In June of 2020, Amina Asif completed her Ph.D. in computer science and was one of the few people selected worldwide for postdoctoral research in England. She worked with Dr. Jennifer Doudna on her Nobel Prize-winning research on CRISPR/Cas9 gene-editing systems.

In February, I had the opportunity to interview Dr. Asif and learn more about her research and how she came to pursue her Ph.D.

Why did you decide to pursue postdoctoral studies?    

“You’re not supposed to be only a good teacher if you’re in academia, you’re supposed to have a good research profile too.

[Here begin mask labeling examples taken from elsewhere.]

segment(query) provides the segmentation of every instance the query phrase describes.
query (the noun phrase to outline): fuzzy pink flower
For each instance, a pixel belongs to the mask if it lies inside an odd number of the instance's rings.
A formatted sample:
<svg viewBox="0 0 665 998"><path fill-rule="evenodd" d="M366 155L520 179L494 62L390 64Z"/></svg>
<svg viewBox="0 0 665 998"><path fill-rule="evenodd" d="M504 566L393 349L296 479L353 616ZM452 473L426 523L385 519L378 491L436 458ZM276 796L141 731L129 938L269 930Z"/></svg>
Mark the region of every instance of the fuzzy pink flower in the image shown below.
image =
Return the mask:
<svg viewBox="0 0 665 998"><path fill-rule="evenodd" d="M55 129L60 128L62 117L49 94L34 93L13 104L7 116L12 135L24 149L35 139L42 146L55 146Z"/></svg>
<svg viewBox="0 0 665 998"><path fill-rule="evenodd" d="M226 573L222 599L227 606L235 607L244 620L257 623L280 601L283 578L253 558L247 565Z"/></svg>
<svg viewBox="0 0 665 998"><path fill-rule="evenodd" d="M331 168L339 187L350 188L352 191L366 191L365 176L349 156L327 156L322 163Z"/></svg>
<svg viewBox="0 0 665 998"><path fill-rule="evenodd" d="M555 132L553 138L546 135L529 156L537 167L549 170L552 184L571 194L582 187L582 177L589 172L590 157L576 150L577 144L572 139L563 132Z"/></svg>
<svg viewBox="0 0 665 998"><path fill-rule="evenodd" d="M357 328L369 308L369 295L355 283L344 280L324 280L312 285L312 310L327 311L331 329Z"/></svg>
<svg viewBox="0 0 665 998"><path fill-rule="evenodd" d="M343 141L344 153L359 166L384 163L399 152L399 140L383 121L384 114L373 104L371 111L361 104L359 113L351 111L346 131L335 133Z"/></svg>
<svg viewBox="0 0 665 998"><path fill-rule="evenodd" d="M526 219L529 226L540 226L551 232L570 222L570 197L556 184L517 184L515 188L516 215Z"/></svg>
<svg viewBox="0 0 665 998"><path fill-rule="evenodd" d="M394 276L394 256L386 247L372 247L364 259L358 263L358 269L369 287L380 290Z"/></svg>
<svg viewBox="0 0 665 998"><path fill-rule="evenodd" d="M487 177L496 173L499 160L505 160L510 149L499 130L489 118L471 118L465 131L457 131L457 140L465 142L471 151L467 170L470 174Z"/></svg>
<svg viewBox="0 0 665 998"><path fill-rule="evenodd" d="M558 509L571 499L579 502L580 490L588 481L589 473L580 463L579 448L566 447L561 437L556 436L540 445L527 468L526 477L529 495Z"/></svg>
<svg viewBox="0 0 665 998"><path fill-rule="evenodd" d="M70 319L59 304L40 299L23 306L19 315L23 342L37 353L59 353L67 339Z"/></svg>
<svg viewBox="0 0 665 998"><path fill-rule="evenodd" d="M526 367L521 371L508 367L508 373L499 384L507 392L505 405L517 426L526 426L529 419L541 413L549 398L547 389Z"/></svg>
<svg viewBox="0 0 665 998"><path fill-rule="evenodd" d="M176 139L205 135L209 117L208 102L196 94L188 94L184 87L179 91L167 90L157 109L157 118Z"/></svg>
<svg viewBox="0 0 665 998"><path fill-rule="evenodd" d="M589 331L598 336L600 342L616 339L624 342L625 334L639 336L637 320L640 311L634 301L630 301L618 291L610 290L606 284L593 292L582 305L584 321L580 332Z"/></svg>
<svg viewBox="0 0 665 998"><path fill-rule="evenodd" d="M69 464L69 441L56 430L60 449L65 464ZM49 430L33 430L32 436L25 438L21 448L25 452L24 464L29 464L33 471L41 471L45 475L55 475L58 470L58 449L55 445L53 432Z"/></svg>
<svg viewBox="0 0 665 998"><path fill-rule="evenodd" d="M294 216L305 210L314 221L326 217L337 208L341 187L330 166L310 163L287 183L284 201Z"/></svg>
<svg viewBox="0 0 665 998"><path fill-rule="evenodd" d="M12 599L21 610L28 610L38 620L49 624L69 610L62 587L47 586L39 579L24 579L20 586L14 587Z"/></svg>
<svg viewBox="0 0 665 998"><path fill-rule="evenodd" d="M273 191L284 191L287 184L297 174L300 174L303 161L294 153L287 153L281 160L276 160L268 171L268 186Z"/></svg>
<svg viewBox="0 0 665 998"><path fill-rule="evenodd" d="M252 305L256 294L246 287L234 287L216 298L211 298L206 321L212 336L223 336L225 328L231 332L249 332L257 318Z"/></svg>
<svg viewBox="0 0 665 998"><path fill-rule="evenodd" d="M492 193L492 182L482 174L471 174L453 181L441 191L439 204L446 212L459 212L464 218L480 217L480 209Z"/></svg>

I did need to be a part of a good research team so that, at some stage in my life, I’d be able to develop or create my own research lab and just explore things that I am interested in. So these postdoctoral research positions are for allowing fresh Ph.D. graduates to explore further into their research areas and to get new research ideas and, on top of that, it helps them build a better research profile which can help them grow in the field and it helps them grow in their academic jobs as well. So nowadays, if someone is in academia, Ph.D. is just not enough; you need to have a good research profile post-Ph.D. as well.”

What is the biggest challenge you’ve faced?

“I like what I do, I am not very bad at it either, but I’m a very lazy person. I’m not one of those people with a very intense passion who’d pull all-nighters and keep working on stuff until they get results out of it. To give you an example, I can lie down and stare at the ceiling for hours and it wouldn’t bother me. That is not the trait you’d look for in a successful academic.

“There is one other challenge too; I do get bored of things very easily and I have the attention span of a two-year-old. That’s not very good if you have to code very long scripts for some experiments to run. And another thing that has caused certain problems for me is that I cannot memorize things. I have very poor memory, so if you teach me something and I get the gist of it I’ll be able to explain it to someone else but I won’t be able to remember the exact words.”

Any advice?

“Don’t just take things to your heart when they do not turn out the way you want them to. Ultimately, all will be fine. This simply won’t matter in a year or so. And do not choose a field for the wrong reasons. In fact, don’t do anything in life for the wrong reasons. And by wrong reasons I mean like in a competition with someone, or trying not to let someone down. If that’s where the motivation is coming from, that’s the wrong reason. Just keep your intentions good, and everything will work out.”